InfoAFYA™ Signal: AI-Powered Community Feedback for Primary Health Systems
InfoAFYA™ Signal is a scalable community feedback infrastructure that lets households and CHVs report service issues (e.g., stockouts, mistreatment, delays) through everyday channels like SMS or WhatsApp.
Reports are interpreted, organized, and routed to county teams for timely action, linked to existing response procedures so problems move from “heard” to handled.
Key Benefits
- Real-time visibility: Surface service gaps quickly and spot patterns early.
- Faster resolution: Route issues to the right team with clear follow-up steps.
- Community trust: Give people a safe, simple way to be heard and see results.
- Lower program costs: Replace ad-hoc hotlines and paper logs with a structured, repeatable process.
- Equity insights: Track who is affected, where, and how often to inform fair resource allocation.
Why Health Leaders Use It
- Practical for low-tech settings: Works on basic phones and through CHV touch points.
- Built for the public sector: Mirrors approval flows, Standard Operating Procedures (SOPs), and accountability needs.
- Standards-ready: Designed for interoperability and clean hand-offs to existing systems.

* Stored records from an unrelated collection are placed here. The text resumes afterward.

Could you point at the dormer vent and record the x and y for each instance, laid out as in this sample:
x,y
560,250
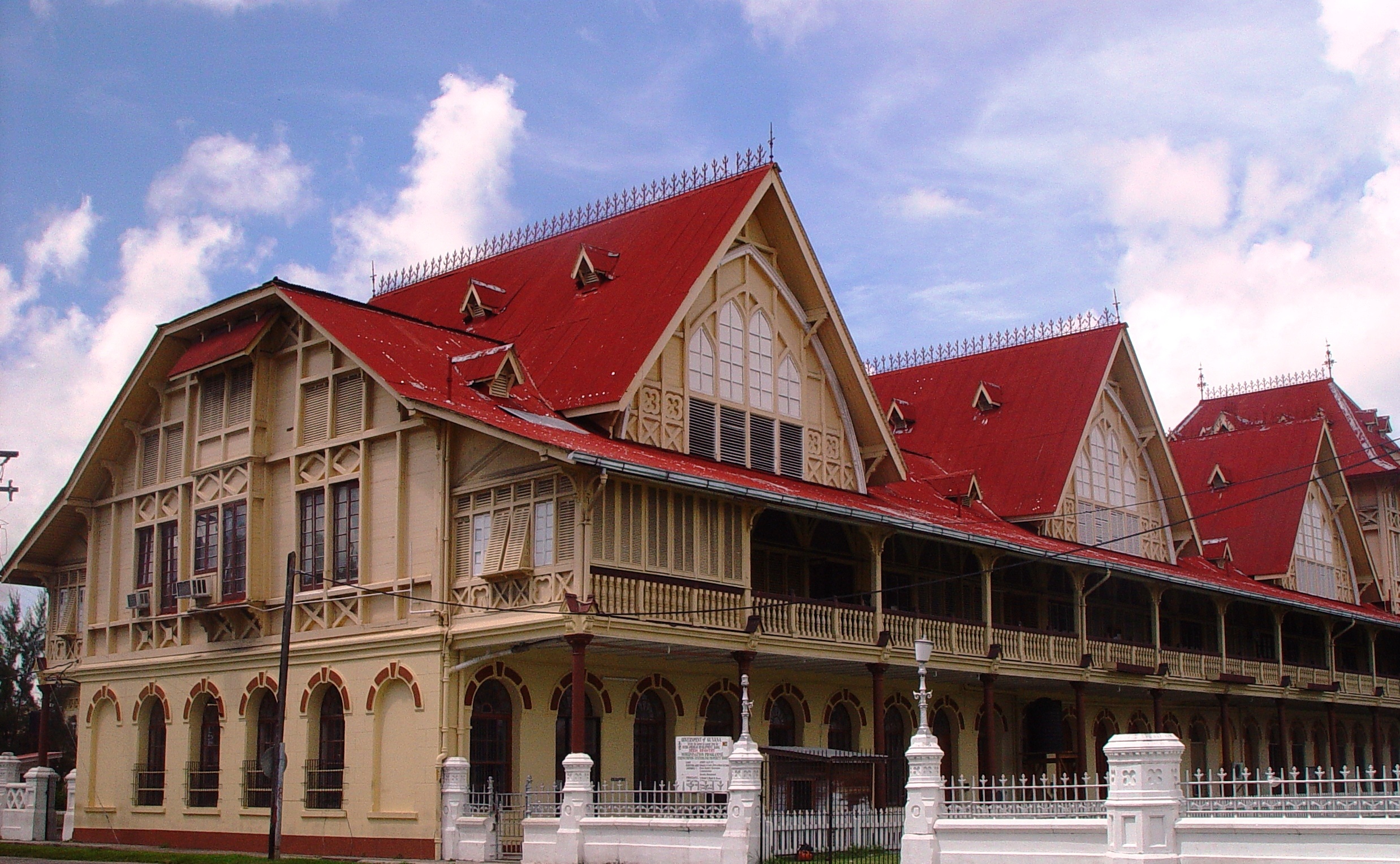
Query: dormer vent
x,y
594,266
1218,481
901,416
988,398
482,300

- Two-way by design: Pairs naturally with InfoAFYA™ (household messaging) to create a full feedback loop.
From report to resolution
Common questions from health teams about InfoAFYA™ Signal
What kinds of issues can be reported?
Service availability, supply gaps, wait times, referral delays, respectful care concerns, and accessibility barriers, among others.
How are reports prioritized and routed?
Issues are grouped by theme, location, and urgency, then sent to the responsible unit with clear next steps aligned to existing procedures. It’s all customizable.
Who owns the data?
Data ownership follows public-sector and partner agreements. DPE treats program data as the partner’s, with use limited to agreed purposes.
How is AI used and who’s accountable?
AI helps categorize and summarize reports; human reviewers and designated managers remain in control of decisions and approvals.